Tijdens het tuinieren voelt ze zich soms kwetsbaar en angstig door de grote loslopende honden, maar verder heeft ze ontzettend veel plezier in het kijken naar de langslopende mensen en krijgt ze positief commentaar van voorbijgangers. Ook de sporters vindt ze vermakelijk. ‘Dan lopen die mannetjes in hun korte broekjes, bezweet langs gerend om bij de Ysbreeker te stoppen voor een koffie’. En ze kan het niet laten om ze een beetje te plagen als ze bij de bankjes heel serieus staan te rekken en strekken.
Wel moet ze iets anders kwijt over haar gesprekken met Nederlanders. Ze ziet er heel Amsterdams uit, maar als ze haar mond opendoet schrikken de mensen. ‘Waar kom je vandaan?’ is tot haar ergernis vaak de eerste reactie. Voor expats, die helemaal geen Nederlands leren spreken, hebben Amsterdammers grote bewondering, maar voor haar, die prachtig Nederlands spreekt - maar wel met een Oost-Europees accent - voelt ze het dédain van rijke westerlingen voor die sneue Oostblokkers die achter het IJzeren Gordijn zijn opgegroeid, gebukt onder het communistische juk.

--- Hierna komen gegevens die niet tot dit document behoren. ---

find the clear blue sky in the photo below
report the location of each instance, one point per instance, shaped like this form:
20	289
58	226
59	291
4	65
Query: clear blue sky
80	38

Ze ziet deze zelfgenoegzame houding als het gevolg van anticommunistische propaganda. En eerlijk gezegd staan Nederlanders ook niet bekend om hun tact en bescheidenheid in het geven van hun mening.
Helena kenschetst zichzelf als ‘Sceptisch en rationeel, en zeker geen optimist. Maar wel een heel vrolijk mens’. Laten we hopen dat ze ons ook nog heel lang vrolijk kan maken met haar mooie werk!
NOOT VAN DE SCHRIJVERS:
Initiator van de buurttuin/wal Harald Schole heeft, als vaste walbewoner, met Mieke van Iersel, woonbootbewoner, in een contract met de gemeente vastgelegd, dat ze verantwoordelijk zijn voor het onderhoud van de wal. Er staan zo’n 20 mensen in de buurttuinteam-mailinglist. Een aantal eerder betrokken bewoners verhuisde, maar onlangs heeft zich weer een nieuwe bewoner aangemeld.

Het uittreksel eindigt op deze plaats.